Aujourd’hui, on ne peut pas faire une bonne promotion, tant qu’on ne les démarche pas, pour gagner des parts de marchés dans les foyers émetteurs de clients et il faut passer par ses T-O. Ces derniers ont vieilli. Ils ont été dépassés par l’E-tourisme. Il y a des facteurs autres que la difficulté du marché local. Certains T-O n’ont pas pu innover. Comme je dis toujours, on a un métier, on a un secteur où l’innovation est très rapide, les délais sont très courts. Ils ont eu toutes les facilités du monde avec les gouvernants passés, mais ils n’ont pas pu investir sur l’innovation du E-tourisme. Il ne faut pas non plus oublier qu’il y a les T-O virtuels.

Donc, il ne faut pas s’entêter à faire revenir les T-O classiques. Des pays, comme le Maroc, la Tunisie, traitent avec des T-O virtuels. Je conseillerai personnellement ceux qui sont concernés par le développement de l’industrie touristique, par innover et investir sur ce qui est novateur. C’est-à-dire que nous-mêmes Sénégalais, nous devons créer nos T-O.  Il y a certains T-O virtuels qui existent. Ils vendent des hôtels, mais ils les vendent mal. Les informations qu’ils donnent sur le Net ne sont pas vraies.

La preuve, j’ai eu un client que j’ai reçu, il y a un mois. Il est venu d’Allemagne. Il a été accueilli par une auberge qui se trouve à Yoff Layéne dans une rue quelconque. C’est une maison. Il n’y a pas d’enseigne, ni de réception. Il n’y a rien du tout. Ces gens là sont sur le Net. Ils sont partis accueillir le client à l’aéroport, ils l’ont amené, mais, à 5 heures du matin, le client m’a appelé pour me dire : il faut m’arracher de cette maison, le plus tôt possible. Pourtant, le client, depuis l’Allemagne, a payé via le net et très cher. Voila des choses qu’il faut arrêter dans le tourisme.
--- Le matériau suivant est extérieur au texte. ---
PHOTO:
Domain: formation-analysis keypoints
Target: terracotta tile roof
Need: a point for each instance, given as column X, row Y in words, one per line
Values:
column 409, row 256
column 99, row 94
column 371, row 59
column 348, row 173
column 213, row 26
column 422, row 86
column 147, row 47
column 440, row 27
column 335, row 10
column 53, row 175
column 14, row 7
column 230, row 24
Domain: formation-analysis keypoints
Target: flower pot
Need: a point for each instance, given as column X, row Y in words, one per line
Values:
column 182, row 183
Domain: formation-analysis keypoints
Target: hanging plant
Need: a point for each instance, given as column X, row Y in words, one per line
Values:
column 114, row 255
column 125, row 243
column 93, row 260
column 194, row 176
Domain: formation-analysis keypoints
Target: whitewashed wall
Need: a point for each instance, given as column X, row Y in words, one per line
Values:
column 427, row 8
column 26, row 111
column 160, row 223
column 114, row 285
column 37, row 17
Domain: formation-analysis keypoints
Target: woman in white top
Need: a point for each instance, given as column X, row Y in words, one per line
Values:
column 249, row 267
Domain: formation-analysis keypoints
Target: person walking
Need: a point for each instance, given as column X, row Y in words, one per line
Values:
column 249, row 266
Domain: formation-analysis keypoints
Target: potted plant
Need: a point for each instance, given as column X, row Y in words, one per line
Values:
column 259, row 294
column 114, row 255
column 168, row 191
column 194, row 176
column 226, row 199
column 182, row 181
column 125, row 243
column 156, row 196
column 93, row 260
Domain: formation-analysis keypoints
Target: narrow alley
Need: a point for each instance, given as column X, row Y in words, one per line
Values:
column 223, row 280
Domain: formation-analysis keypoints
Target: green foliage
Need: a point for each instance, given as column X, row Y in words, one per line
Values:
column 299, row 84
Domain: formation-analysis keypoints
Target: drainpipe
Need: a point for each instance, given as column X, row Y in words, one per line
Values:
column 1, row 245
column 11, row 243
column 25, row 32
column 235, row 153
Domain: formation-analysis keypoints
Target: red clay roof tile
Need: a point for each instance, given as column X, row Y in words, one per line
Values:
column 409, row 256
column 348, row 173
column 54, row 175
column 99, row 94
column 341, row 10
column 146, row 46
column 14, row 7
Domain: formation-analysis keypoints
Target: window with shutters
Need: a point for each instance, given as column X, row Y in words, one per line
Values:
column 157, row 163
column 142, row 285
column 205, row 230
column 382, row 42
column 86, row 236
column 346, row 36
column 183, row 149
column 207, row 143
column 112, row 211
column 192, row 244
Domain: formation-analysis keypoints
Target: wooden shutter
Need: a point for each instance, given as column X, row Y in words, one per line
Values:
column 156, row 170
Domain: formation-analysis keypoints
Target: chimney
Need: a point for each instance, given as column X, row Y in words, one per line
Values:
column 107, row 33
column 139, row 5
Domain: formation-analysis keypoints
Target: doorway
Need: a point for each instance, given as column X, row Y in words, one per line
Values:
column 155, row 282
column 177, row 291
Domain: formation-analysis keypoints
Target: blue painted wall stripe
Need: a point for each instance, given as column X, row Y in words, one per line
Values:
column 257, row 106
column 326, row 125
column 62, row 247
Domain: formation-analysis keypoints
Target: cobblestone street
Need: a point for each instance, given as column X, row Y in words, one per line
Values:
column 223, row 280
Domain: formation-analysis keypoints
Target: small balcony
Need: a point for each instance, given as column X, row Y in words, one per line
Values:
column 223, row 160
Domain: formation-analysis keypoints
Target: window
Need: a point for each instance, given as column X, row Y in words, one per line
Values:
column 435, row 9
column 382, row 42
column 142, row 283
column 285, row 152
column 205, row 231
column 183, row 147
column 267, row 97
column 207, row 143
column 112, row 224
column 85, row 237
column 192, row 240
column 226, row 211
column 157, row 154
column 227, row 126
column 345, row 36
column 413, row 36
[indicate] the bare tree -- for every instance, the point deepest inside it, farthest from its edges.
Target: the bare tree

Il faut les fermer ces endroits. J’en profite pour dire que quand on prend l’initiative de restructurer les infrastructures hôtelières, il faudrait aussi légaliser les maisons hôtelières. Les résidences-maisons ce sont des hôtels à une étoile, parce qu’elles ont des chambres, une piscine, un restaurant, un petit-bar. Qu’est-ce qui les différencie d’une auberge qui se trouve à Palmarin ou à Yoff ? On est en train de jouer à l’injustice économique totale. Il faudrait que ses gens-là soient démarchés, parce qu’ils ne sont pas inaperçus. Qu’on sillonne le pays, qu’on les déniche et qu’on les oblige à se formaliser, comme a fait le Maroc. Il faut qu’ils aillent prendre un ninéa, un registre de commerce, comme tout le monde. Et après, on en profite pour les classer à une étoile. Qu’ils payent leurs taxes, comme tout le monde.

On impute à l’ancien Président Abdoulaye Wade les difficultés du secteur. Est-ce vrai ?

Moi, je suis rentré d’Europe sous le régime de Wade. Feu Ousmane Masseck Ndiaye a inauguré mon hôtel avec une délégation de l’Apix. J’ai été le premier projet agréé par l’Apix, en 2002. Ils en ont même fait leur projet phare, mais je n’ai pas été accompagné. Et aujourd’hui, j’ai muté vers l’écotourisme. Pourquoi ? Parce que justement la politique de l’époque ne nous a pas suivis. On a parlé de l’écotourisme : un tourisme sain, guidé, respectueux de l’environnement.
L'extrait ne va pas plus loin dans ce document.